De ondernemer heeft ervoor gekozen in september 2021 een nieuwe groep te openen op te locatie van de groep van de dochter van de consument. Hierdoor kwam het aantal groepen op deze locatie op drie. Door de ondernemer is ter zitting toegelicht dat de beslissing om tot opening van een derde groep over te gaan is genomen in februari 2021. Ondanks het feit dat in augustus het personeelstekort nijpender werd heeft de ondernemer ervoor gekozen de opening van de derde groep in september 2021 toch door te laten gaan.
In december 2021, drie maanden na de start van de derde groep, werd voor de ondernemer duidelijk dat het niet mogelijk bleef drie groepen geopend te houden en is ervoor gekozen een reeds bestaande groep te sluiten. De commissie overweegt dat de reden die hieraan ten grondslag ligt, namelijk dat deze groep overwegend oudere kinderen betreffen voor wie het wellicht eenvoudiger is een alternatieve manier van opvang te vinden, geen recht doet aan de situatie. Met betrekking tot de kinderen in de groep die thans wordt gesloten, worden reeds langer bestaande overeenkomsten beëindigd. In het geval van de consument betreft het een overeenkomst uit oktober 2019. Het had naar het oordeel van de commissie meer voor de hand gelegen de in september 2021 geopende groep weer te sluiten, dan wel – zoals ook door de consument voorgesteld – de gevolgen van het personeelstekort over de drie groepen te verdelen. De commissie begrijpt dat ook dat verre van ideaal is en organisatorisch gezien wellicht lastig te regelen. Echter, de nu gekozen oplossing acht de commissie onzorgvuldig jegens de klanten die hiermee worden geconfronteerd, onder wie de consument. Het beroep door de ondernemer op artikel 10 lid 3 sub d van de Algemene Voorwaarden Kinderopvang wordt verworpen, aangezien de ondernemer door het openen van een nieuwe groep in september wel degelijk invloed heeft gehad op de thans ontstane situatie.
De commissie is gelet hierop van oordeel dat de sluiting van de groep met ingang van 7 februari 2022 voor de consument onaanvaardbaar grote gevolgen heeft en dat de beëindiging van de overeenkomst met de consument met ingang van 7 februari 2022 ongedaan gemaakt dient te worden in die zin dat de opvang van de dochter van de consument voor ten minste één dag in de week doorgang dient te vinden. Partijen dienen in onderling overleg te komen tot afspraken over welke dag van de week deze opvang plaats zal vinden.

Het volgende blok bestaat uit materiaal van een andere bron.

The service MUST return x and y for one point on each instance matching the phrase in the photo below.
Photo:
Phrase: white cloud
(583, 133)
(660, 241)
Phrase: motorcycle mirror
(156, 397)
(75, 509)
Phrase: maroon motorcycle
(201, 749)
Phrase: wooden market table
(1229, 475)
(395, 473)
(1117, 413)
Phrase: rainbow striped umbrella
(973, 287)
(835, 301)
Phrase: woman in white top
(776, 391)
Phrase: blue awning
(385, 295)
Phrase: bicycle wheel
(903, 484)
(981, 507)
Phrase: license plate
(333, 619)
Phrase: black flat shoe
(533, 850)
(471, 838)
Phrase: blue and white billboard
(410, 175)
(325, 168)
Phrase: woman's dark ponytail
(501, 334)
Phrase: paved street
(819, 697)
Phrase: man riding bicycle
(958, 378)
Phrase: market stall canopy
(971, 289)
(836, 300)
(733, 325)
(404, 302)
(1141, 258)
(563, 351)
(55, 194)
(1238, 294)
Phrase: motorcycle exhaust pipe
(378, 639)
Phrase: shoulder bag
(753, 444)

Naast het bovenstaande merkt de commissie op dat niet is gebleken dat de oudercommissie bij het besluit tot sluiting van de groep [naam groep] is betrokken. De ondernemer merkt op dat de oudercommissie tegen dit besluit geen bezwaar heeft aangetekend, maar dit wil niet zeggen dat de oudercommissie heeft ingestemd met de voorgenomen sluiting dan wel dat de oudercommissie om advies is gevraagd. Verder staat vast dat er geen ouders deel uitmaken van de oudercommissie die rechtstreeks geraakt worden door de sluiting. Hoewel er inderdaad van mag worden uitgegaan dat ouders die zitting hebben in een oudercommissie de algemene belangen behartigen en niet slechts die van hun eigen kinderen, was het zorgvuldiger geweest in dit geval ook ouders die deze sluiting treft bij het voornemen tot sluiting te betrekken.

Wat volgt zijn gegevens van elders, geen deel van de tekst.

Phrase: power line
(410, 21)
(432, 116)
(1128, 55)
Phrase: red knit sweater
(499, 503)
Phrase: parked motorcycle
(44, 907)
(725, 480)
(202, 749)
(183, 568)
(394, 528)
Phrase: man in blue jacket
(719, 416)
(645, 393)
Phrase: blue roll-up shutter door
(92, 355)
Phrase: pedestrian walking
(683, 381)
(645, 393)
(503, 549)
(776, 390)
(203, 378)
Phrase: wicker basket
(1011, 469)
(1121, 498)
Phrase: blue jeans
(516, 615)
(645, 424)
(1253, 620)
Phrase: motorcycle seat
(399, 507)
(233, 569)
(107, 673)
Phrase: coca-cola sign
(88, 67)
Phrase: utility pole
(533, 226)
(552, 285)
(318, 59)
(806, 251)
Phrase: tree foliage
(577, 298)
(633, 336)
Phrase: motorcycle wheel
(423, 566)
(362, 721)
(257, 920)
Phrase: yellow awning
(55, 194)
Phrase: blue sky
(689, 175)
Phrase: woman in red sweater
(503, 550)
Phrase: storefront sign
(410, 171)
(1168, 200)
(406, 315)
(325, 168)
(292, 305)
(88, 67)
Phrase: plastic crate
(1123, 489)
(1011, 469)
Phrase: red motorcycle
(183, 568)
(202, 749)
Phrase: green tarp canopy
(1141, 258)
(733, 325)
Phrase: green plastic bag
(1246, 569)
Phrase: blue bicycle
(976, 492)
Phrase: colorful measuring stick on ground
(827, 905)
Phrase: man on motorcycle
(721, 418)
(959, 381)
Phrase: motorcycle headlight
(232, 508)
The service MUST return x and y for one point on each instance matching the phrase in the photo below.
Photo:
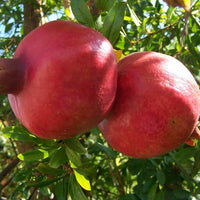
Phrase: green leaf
(160, 195)
(82, 180)
(134, 16)
(46, 183)
(152, 192)
(75, 190)
(61, 190)
(34, 155)
(82, 13)
(95, 131)
(113, 22)
(160, 177)
(105, 5)
(45, 169)
(183, 155)
(75, 145)
(58, 158)
(73, 156)
(105, 149)
(18, 134)
(127, 197)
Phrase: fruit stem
(11, 75)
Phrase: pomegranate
(62, 79)
(156, 108)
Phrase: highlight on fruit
(156, 108)
(62, 79)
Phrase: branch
(153, 33)
(9, 168)
(121, 187)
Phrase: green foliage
(68, 169)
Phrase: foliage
(85, 167)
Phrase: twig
(121, 187)
(9, 168)
(152, 33)
(32, 193)
(185, 29)
(3, 186)
(118, 181)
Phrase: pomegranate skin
(156, 108)
(70, 80)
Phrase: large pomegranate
(62, 79)
(156, 108)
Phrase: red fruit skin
(156, 108)
(70, 80)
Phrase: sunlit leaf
(82, 180)
(75, 190)
(113, 22)
(34, 155)
(82, 13)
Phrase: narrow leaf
(34, 155)
(58, 158)
(113, 22)
(160, 177)
(45, 169)
(82, 180)
(75, 145)
(75, 190)
(134, 16)
(82, 13)
(72, 156)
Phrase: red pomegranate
(156, 108)
(62, 79)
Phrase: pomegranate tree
(62, 79)
(156, 108)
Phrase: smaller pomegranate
(156, 107)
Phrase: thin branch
(121, 187)
(153, 33)
(6, 184)
(9, 168)
(185, 29)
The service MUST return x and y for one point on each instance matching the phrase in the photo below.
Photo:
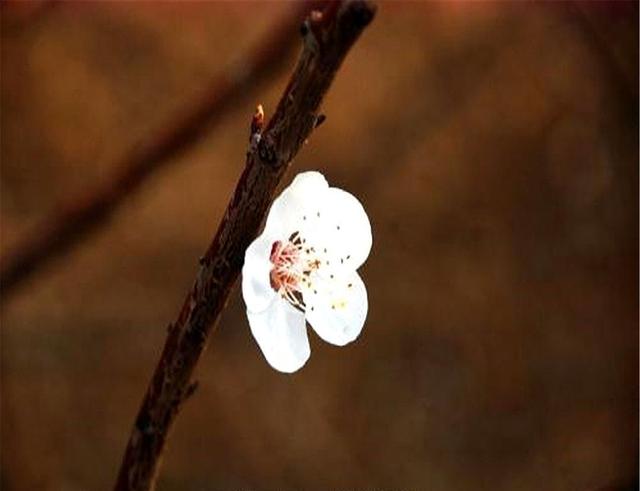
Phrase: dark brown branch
(328, 38)
(86, 213)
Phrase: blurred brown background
(495, 147)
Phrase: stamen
(293, 264)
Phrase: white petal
(293, 210)
(256, 285)
(343, 237)
(337, 310)
(281, 334)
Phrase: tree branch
(88, 212)
(327, 39)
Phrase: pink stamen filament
(291, 263)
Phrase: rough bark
(328, 37)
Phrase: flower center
(293, 261)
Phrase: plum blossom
(303, 269)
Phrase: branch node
(320, 118)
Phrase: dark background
(495, 148)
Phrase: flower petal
(293, 209)
(256, 286)
(343, 236)
(337, 310)
(281, 334)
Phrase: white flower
(303, 268)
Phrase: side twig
(88, 212)
(328, 37)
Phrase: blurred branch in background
(87, 212)
(328, 36)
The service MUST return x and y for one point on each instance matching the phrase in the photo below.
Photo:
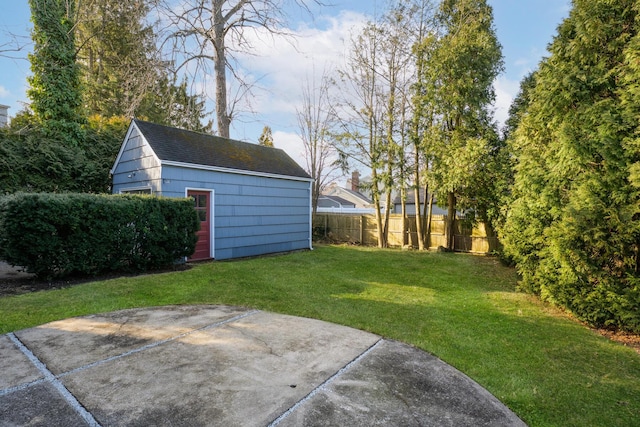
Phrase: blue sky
(524, 29)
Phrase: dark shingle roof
(178, 145)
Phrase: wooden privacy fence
(362, 230)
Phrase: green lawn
(548, 368)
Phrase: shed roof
(182, 146)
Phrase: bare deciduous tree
(316, 121)
(204, 32)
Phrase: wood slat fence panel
(361, 229)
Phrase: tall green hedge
(56, 235)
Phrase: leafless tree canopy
(205, 37)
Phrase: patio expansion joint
(326, 383)
(159, 343)
(50, 377)
(55, 382)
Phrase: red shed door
(202, 203)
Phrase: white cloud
(506, 91)
(291, 143)
(283, 63)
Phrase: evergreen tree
(55, 91)
(573, 227)
(117, 54)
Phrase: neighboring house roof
(410, 198)
(358, 199)
(334, 202)
(180, 147)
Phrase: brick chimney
(355, 181)
(4, 115)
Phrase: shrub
(56, 235)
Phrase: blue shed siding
(253, 215)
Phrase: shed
(252, 200)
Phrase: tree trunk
(403, 201)
(429, 215)
(419, 217)
(220, 70)
(451, 216)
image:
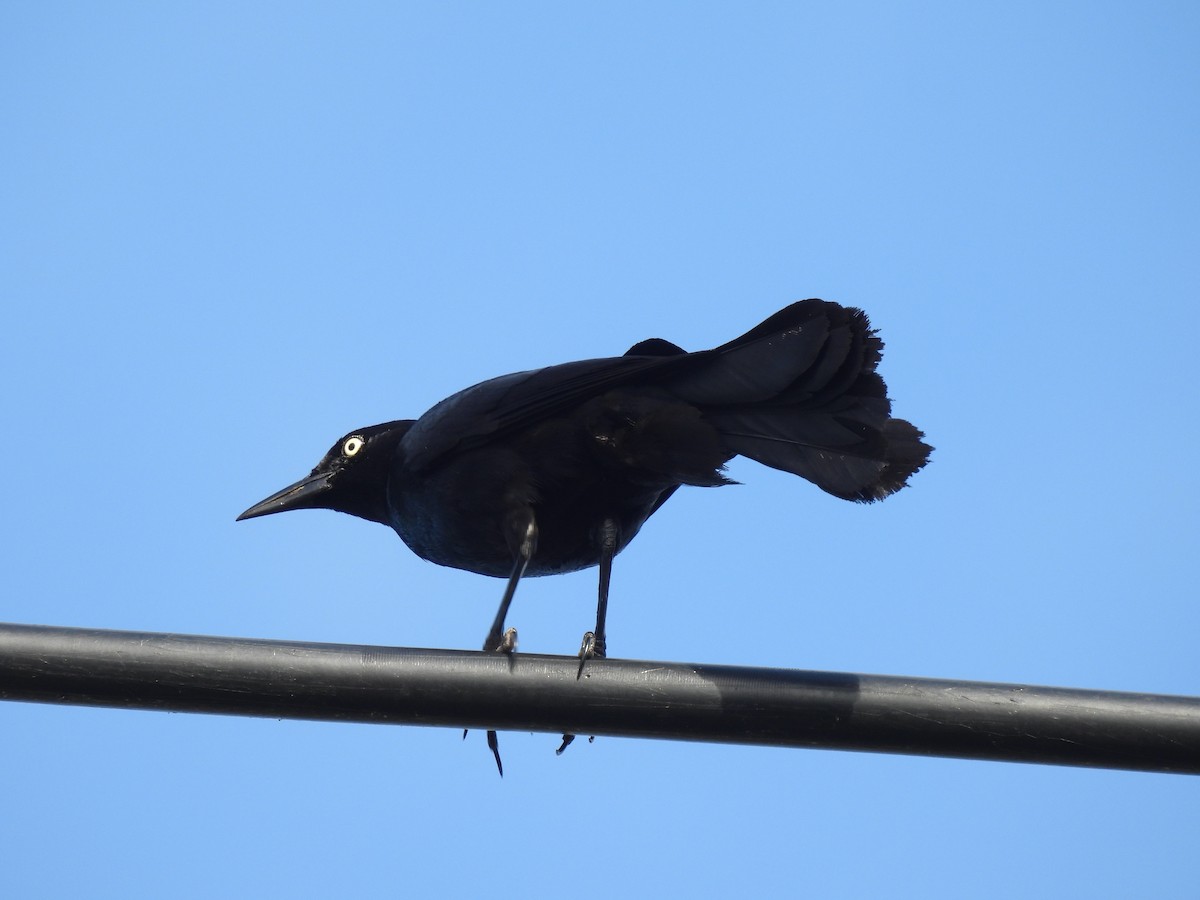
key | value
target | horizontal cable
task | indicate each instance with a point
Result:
(679, 701)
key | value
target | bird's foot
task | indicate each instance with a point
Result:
(592, 648)
(504, 643)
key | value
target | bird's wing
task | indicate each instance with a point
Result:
(503, 406)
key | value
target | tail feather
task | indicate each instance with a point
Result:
(799, 393)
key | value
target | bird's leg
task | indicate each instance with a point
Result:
(523, 540)
(594, 645)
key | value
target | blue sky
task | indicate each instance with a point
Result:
(233, 232)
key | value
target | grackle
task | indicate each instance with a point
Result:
(556, 469)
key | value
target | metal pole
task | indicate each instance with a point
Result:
(615, 697)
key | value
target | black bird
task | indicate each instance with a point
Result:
(556, 469)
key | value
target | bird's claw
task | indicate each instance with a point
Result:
(591, 648)
(504, 643)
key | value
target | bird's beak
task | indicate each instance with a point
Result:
(305, 493)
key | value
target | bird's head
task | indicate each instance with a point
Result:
(351, 478)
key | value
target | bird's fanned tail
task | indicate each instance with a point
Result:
(799, 393)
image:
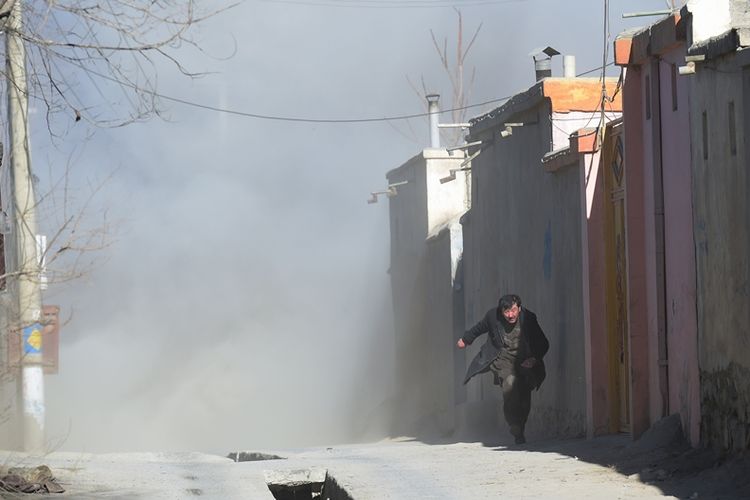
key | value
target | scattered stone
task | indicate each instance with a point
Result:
(661, 475)
(30, 480)
(252, 456)
(663, 434)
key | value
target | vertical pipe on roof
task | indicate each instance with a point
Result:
(433, 108)
(569, 66)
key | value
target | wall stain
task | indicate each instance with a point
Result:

De commissie is gelet op het hiervoor overwogene van oordeel dat de procedure om tot sluiting over te gaan onzorgvuldig is geweest.

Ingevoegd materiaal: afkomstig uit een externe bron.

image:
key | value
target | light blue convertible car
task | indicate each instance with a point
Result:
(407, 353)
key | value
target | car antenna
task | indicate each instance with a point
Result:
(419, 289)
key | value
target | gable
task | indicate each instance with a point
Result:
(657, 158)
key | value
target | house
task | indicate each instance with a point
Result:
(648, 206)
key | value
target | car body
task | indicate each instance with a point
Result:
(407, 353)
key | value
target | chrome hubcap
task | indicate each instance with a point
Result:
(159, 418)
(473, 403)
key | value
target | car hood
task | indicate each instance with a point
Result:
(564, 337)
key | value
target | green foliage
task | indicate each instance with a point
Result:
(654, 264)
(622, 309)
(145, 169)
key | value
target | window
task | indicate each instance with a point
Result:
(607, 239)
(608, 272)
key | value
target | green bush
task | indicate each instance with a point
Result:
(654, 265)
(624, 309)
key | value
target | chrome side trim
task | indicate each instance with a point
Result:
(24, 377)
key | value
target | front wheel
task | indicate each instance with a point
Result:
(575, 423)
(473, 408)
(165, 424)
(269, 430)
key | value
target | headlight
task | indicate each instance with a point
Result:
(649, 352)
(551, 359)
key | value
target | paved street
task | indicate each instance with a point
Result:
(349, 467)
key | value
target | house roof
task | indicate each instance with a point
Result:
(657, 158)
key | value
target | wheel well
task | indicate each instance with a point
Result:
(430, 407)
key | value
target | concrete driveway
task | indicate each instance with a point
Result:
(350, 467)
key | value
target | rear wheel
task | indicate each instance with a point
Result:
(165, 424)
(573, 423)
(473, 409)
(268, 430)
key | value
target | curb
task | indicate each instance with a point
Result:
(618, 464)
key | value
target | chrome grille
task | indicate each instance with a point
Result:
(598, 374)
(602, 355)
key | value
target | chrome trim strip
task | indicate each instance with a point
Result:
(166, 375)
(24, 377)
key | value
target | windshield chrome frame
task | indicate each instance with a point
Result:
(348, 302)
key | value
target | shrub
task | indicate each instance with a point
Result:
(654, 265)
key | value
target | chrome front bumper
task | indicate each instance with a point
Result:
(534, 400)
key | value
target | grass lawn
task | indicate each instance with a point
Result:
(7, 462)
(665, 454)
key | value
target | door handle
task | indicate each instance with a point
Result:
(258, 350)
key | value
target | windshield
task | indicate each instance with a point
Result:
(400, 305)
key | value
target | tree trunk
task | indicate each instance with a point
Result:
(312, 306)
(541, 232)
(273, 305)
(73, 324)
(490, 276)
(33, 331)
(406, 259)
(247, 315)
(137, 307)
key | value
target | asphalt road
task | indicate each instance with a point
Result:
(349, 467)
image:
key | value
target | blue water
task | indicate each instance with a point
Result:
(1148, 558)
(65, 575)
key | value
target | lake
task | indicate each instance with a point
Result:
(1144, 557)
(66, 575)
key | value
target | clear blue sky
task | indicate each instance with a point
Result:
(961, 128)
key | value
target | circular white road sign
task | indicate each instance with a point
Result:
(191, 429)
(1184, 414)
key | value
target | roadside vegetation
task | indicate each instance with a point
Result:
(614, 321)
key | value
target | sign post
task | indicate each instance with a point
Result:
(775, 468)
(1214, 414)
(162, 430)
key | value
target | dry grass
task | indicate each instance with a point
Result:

Derhalve wordt als volgt beslist.

Beslissing
De commissie:

– verklaart de klacht van de consument gegrond;
– bepaalt dat de overeenkomst met de consument in stand gelaten dient te worden en voor ten minste één dag in week opvang geboden dient te worden aan de dochter van de consument;
– bepaalt dat de ondernemer binnen veertien dagen na verzending van dit bindend advies aan de consument een bedrag van € 25,– vergoedt ter zake van het door haar betaalde klachtengeld.

Aldus beslist door de Geschillencommissie Kinderopvang, bestaande uit mevrouw mr. A.D.R.M. Boumans, voorzitter, mevrouw mr. S.A.M.F. Sjoukes, de heer H. Stel, leden, in aanwezigheid van mevrouw mr. M. Gardenier, secretaris, op 3 februari 2022.